Telling herself that and convincing herself of it were two very different tasks, however. And even after she parked and the other car drove right past her building, she still didn’t feel safe. Filled with a disturbing amount of unease, Sabrina stepped out of the car only to nearly lose her footing when her phone rang inside her purse. It took a mere second for her to realize what the sudden noise was, and then another to identify the caller. But she still felt jittery when she answered.


“Hey, Za.” Deanda’s voice was soothing in how normal it came across. “I’m thinking we need a movie night.”


“Isn’t that what we did yesterday?” Sabrina balanced the phone between her shoulder and ear so she could unlock the front door.


“Yeah, well, someone at work was telling me about this one horror flick.”


Sabrina cut her off with a sheepish, self-deprecating laugh. “No thank you. I think I’ve already freaked myself out enough for one day.”


“What did your coworkers do now?” Deanda pressed with some disgust in her voice. She had heard too many stories about them already.


“Oh no, it wasn’t them,” Sabrina assured, finally disengaging the lock and pulling the door open. “I just got all paranoid and thought this car was following me. Completely stupid, I know, but I’d say I’m more than jumpy enough without watching stuff that goes bump in the night.”


There was a pause on the other end.
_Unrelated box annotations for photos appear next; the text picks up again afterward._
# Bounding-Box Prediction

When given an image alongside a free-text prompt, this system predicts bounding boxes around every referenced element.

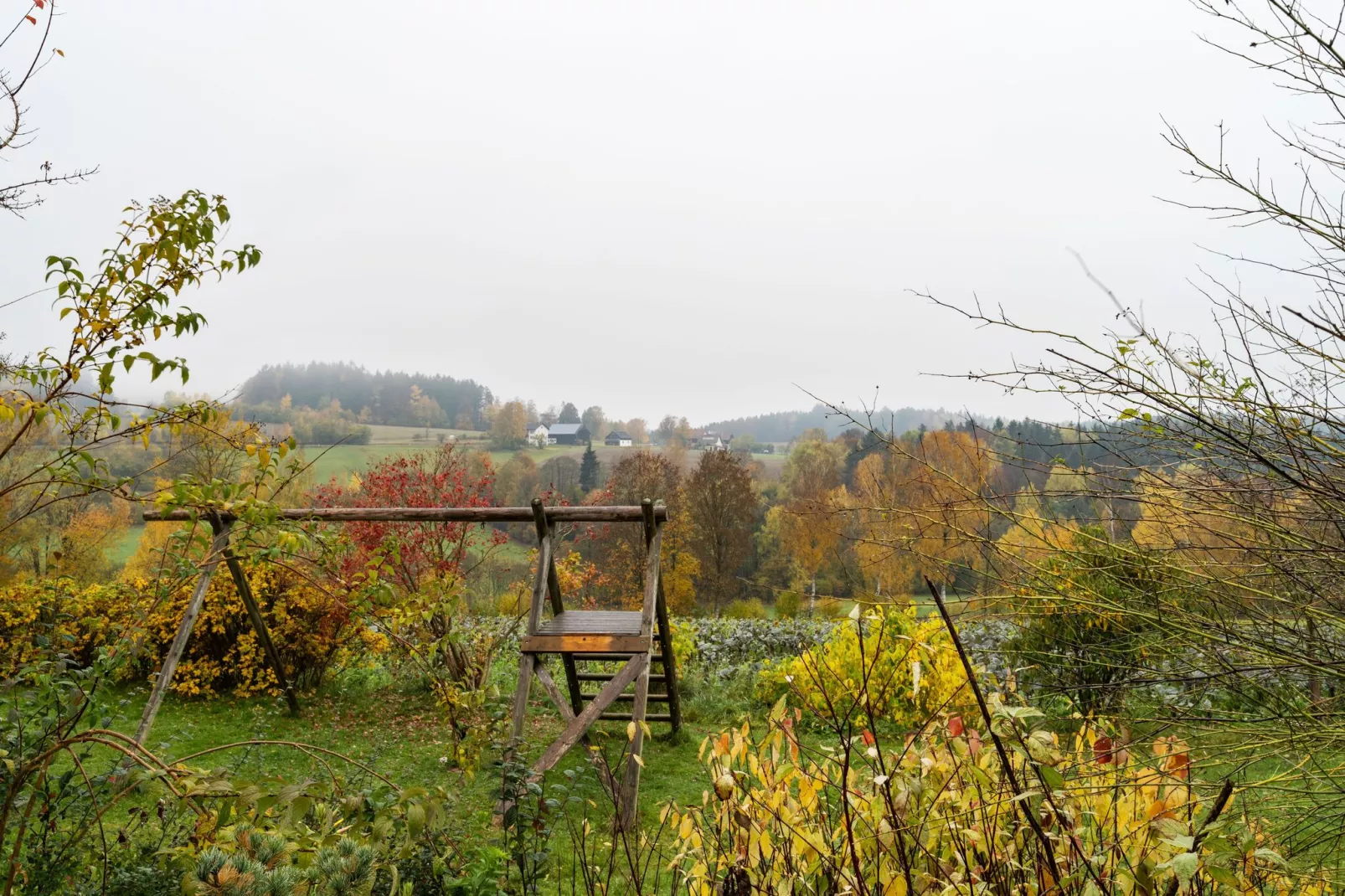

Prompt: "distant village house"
[528,424,589,448]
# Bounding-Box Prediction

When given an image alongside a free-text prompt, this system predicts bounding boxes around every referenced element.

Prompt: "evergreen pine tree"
[580,441,597,491]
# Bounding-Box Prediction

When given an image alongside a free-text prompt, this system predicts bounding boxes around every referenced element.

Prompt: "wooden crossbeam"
[616,497,662,830]
[529,654,650,787]
[533,497,580,710]
[533,658,619,798]
[144,504,667,523]
[136,521,229,745]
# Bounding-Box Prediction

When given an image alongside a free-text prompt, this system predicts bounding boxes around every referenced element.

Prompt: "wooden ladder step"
[599,713,672,723]
[580,694,668,703]
[579,672,667,681]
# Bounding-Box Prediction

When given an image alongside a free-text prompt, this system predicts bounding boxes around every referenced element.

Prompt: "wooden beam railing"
[144,504,668,523]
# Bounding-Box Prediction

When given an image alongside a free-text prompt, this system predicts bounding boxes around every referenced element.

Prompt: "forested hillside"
[242,361,493,430]
[705,405,966,441]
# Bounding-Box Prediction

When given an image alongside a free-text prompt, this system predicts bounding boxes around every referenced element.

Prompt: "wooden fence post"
[224,548,299,716]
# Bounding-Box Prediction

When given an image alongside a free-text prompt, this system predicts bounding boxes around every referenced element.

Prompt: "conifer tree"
[580,441,597,491]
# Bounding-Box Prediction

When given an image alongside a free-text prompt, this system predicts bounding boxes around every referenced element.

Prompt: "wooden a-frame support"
[502,499,682,830]
[136,499,682,830]
[136,514,299,745]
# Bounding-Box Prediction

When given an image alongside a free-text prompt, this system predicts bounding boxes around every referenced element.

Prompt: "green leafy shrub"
[757,604,971,728]
[724,597,766,619]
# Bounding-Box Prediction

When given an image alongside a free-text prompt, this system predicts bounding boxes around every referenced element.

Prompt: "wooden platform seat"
[136,499,682,830]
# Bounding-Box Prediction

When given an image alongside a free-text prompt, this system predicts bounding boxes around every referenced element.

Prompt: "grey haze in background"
[0,0,1294,421]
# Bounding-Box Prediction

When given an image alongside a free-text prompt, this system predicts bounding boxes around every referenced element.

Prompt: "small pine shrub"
[724,597,766,619]
[812,597,841,619]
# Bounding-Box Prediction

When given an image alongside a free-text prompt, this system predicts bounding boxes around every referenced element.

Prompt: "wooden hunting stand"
[136,499,682,829]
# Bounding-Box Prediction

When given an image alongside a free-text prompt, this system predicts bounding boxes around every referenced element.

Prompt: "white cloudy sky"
[0,0,1298,421]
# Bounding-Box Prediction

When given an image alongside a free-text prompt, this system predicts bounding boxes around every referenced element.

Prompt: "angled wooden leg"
[616,648,651,830]
[510,654,537,754]
[533,657,617,799]
[224,548,299,716]
[616,497,672,832]
[495,654,537,823]
[533,654,650,775]
[136,523,229,744]
[657,577,682,732]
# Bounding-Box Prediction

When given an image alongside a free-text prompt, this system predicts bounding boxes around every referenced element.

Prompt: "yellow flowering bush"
[663,699,1327,896]
[0,564,374,696]
[757,604,971,728]
[131,563,374,697]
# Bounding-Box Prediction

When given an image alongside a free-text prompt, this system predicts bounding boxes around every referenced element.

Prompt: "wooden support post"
[533,497,584,716]
[136,522,230,745]
[224,548,299,716]
[616,497,672,832]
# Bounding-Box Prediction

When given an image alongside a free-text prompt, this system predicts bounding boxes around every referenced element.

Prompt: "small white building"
[528,424,555,448]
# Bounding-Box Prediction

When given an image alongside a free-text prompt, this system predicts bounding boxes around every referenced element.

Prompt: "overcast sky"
[0,0,1296,422]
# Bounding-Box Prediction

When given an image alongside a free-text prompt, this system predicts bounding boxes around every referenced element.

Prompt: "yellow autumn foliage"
[663,701,1329,896]
[757,604,971,728]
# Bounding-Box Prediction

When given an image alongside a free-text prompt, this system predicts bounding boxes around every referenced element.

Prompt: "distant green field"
[302,444,428,486]
[368,424,487,445]
[302,435,784,483]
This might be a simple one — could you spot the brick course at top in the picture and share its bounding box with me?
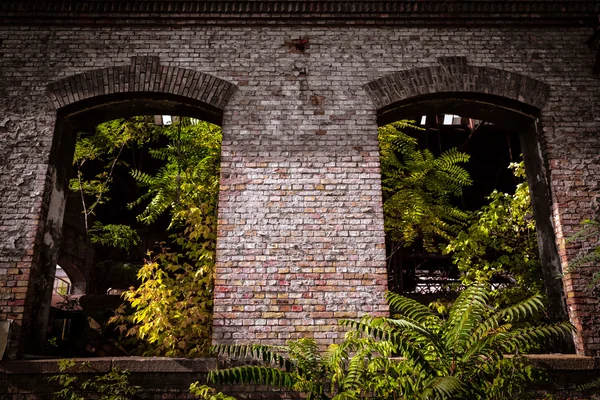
[0,1,600,356]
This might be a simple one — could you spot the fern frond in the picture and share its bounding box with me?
[385,291,441,323]
[340,317,434,374]
[419,376,464,399]
[210,344,293,371]
[208,365,296,389]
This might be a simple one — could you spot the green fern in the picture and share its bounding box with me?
[379,121,471,251]
[198,285,573,400]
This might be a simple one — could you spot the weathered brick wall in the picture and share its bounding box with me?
[0,355,600,400]
[0,5,600,354]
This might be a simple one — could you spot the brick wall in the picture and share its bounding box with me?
[0,5,600,355]
[0,355,600,400]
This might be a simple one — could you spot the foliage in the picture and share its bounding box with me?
[379,121,471,252]
[444,162,543,302]
[190,382,236,400]
[49,359,141,400]
[69,117,159,232]
[129,118,221,228]
[565,219,600,287]
[89,221,141,251]
[112,120,221,357]
[198,285,572,400]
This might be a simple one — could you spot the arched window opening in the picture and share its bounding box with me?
[43,113,221,356]
[380,114,528,303]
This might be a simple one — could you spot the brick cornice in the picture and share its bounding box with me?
[364,57,550,112]
[48,57,237,110]
[0,0,600,23]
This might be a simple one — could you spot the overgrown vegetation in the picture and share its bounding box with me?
[379,121,543,305]
[194,285,572,400]
[71,117,221,357]
[379,121,471,252]
[48,359,141,400]
[443,162,543,304]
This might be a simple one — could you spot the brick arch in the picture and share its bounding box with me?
[364,57,550,123]
[48,57,237,114]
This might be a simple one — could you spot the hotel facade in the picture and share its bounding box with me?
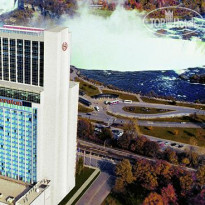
[0,26,79,205]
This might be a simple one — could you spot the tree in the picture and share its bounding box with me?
[133,160,158,190]
[196,165,205,187]
[188,151,199,167]
[114,177,125,193]
[154,160,173,187]
[164,148,178,164]
[179,172,194,195]
[143,192,163,205]
[76,157,84,175]
[161,184,178,205]
[135,136,148,154]
[117,133,132,149]
[182,157,190,165]
[190,189,205,205]
[99,127,113,141]
[189,137,198,146]
[77,119,94,138]
[123,119,141,139]
[144,140,159,157]
[115,159,135,184]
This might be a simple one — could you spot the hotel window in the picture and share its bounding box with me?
[0,38,2,80]
[40,42,44,86]
[32,41,39,85]
[17,39,23,83]
[3,38,9,80]
[10,39,16,82]
[24,41,31,84]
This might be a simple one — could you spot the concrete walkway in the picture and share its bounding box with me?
[76,172,114,205]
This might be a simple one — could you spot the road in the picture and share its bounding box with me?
[76,152,116,205]
[108,102,205,119]
[78,139,196,171]
[78,110,205,128]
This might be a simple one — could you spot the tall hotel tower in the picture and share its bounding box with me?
[0,26,79,205]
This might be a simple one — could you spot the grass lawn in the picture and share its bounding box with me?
[141,97,205,110]
[140,126,205,147]
[78,104,93,113]
[102,89,139,102]
[75,78,100,96]
[59,167,95,205]
[122,106,172,114]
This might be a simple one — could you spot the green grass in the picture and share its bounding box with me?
[78,104,93,113]
[75,78,100,96]
[141,97,205,110]
[140,126,205,147]
[102,89,139,102]
[59,167,95,205]
[122,106,172,114]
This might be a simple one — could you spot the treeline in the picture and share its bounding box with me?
[103,0,205,14]
[113,160,205,205]
[78,119,205,168]
[22,0,77,16]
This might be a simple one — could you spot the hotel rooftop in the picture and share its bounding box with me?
[0,25,44,36]
[0,176,50,205]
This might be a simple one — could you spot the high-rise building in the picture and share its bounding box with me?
[0,25,79,205]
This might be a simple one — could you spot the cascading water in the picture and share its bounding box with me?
[63,8,205,71]
[0,0,205,71]
[0,0,18,15]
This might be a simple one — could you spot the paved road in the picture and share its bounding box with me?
[108,102,205,119]
[79,111,205,128]
[78,139,196,171]
[76,153,115,205]
[76,172,114,205]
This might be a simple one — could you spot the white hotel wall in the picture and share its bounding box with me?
[67,82,79,191]
[38,28,77,205]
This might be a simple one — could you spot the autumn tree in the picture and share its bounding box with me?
[196,165,205,187]
[99,127,113,141]
[143,140,159,157]
[164,148,178,164]
[161,184,178,205]
[133,160,158,190]
[154,160,173,187]
[143,192,163,205]
[114,159,135,192]
[135,136,148,154]
[179,172,194,196]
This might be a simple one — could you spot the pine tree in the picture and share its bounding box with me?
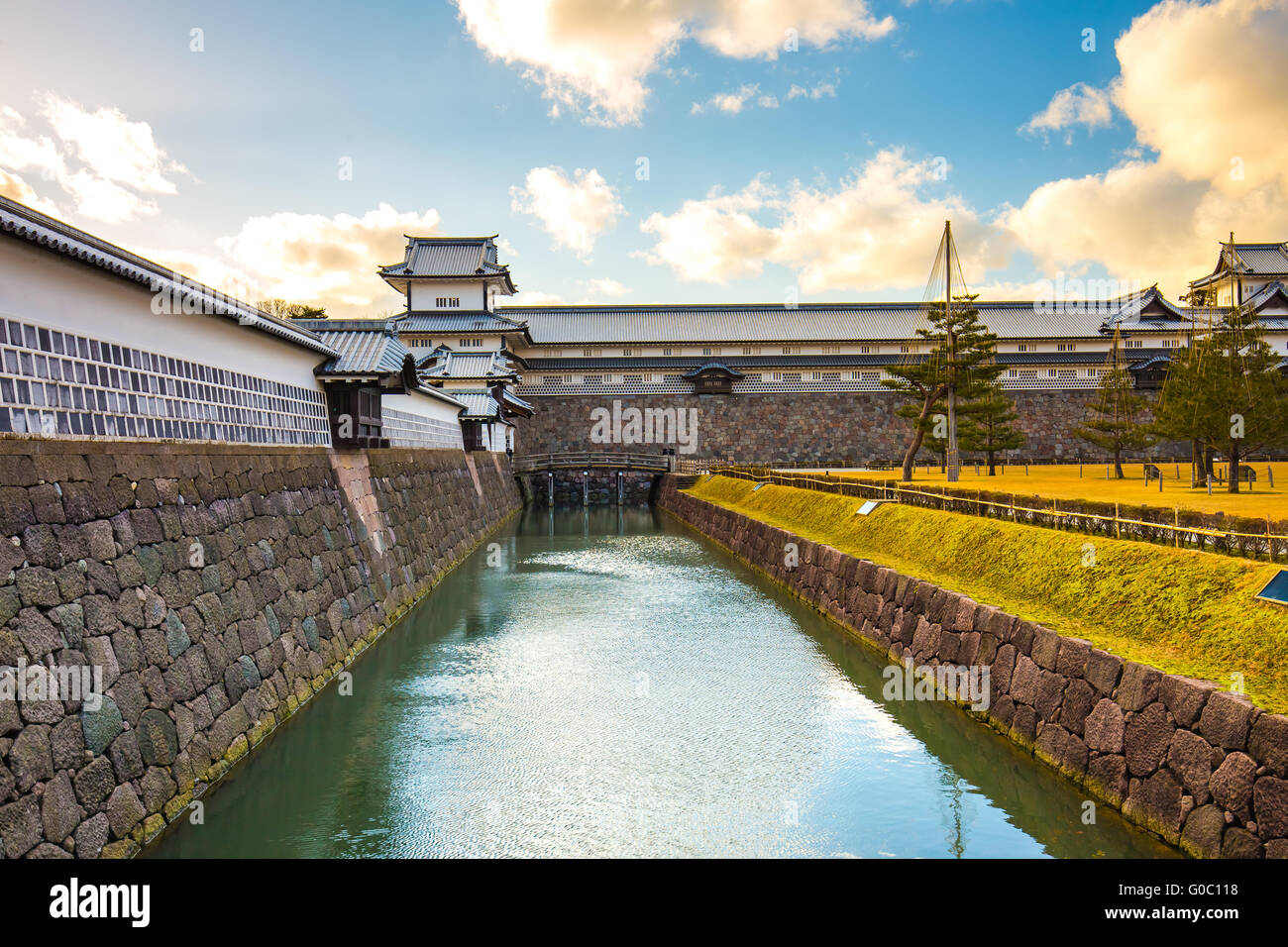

Then Deanda asked in a rather odd voice, “Someone followed you?”


“No, it was just this Cadillac that was behind me all the way from 222 to the apartment.” Sabrina shut the door behind her, bolting it for good measure. “It freaked me out a little, but they went on to one of the back buildings, I think.


“Did you get a look at whoever was in the car?” Again that overly casual tone that implied too much interest while pretending to have none.


Making her way up into the living area, Sabrina’s eyes narrowed in suspicion. “It was some guys in business suits.”


“How many?” Deanda pressed.


“Four.” Sabrina dumped her purse on the couch.


“Were they all wearing sunglasses?”


“Yeah.” Deanda was officially scaring her, a fact she didn’t bother to keep secret. “How’d you know that?”


“Just do me a favor, okay? Make sure the doors and windows are locked. Whatever you do, don’t go outside. I’ll be home in a few.” She sounded like a parent trying to keep a toddler still in the face of a rattlesnake.


Even without that tone, Deanda’s questions weren’t normal. Asking what her alleged tails looked like could have stemmed from mild curiosity, but there was no good reason to wonder whether they had sunglasses on or not. And the command to lock up was pushing the situation into uncomfortable territory. When Sabrina tried to point all that out, Deanda only repeated her warning to secure any entrances, then made her promise to call if anything else happened.


That odd reaction seemed sufficient proof that the paranoia Sabrina had been feeling was actually justified. Recognizing that sent her into a panic, her mind racing to try to figure out what in the world could be going on.


Was Deanda mixed up in some kind of legal affair? Was the state representative she worked for in some kind of trouble? Were the guys outside assassins or something?


Once Sabrina let her mind loose, it picked up speed, going from understandable speculation to sheer insanity in a minute flat. Every improbable possibility from the mob to aliens made a guest appearance in her head.


With those thoughts to spur her on, Sabrina secured the two windows in the living room, checked the downstairs door again, and even stopped to eye the vents distrustfully. They weren’t very large, but could she rule out the possibility that someone or something could get through?


She tried to tell herself she was being absurd.


Considering how she had done that in the first place to no avail, it didn’t work very well the second go-around either.


Her cell rang again while she was pacing back and forth, and back and forth again, across the living room. Sabrina had already been standing ramrod straight, but if possible, her body stiffened even further when she checked to see who was calling.


“Are you going to tell me what’s going on this time?” She asked into the phone, using a perfectly calm voice. Because really, she knew there was a good explanation for everything. There had to be.


“I’m outside,” Deanda replied instead. “Grab your purse and let’s go. We’re hitting up the mall.”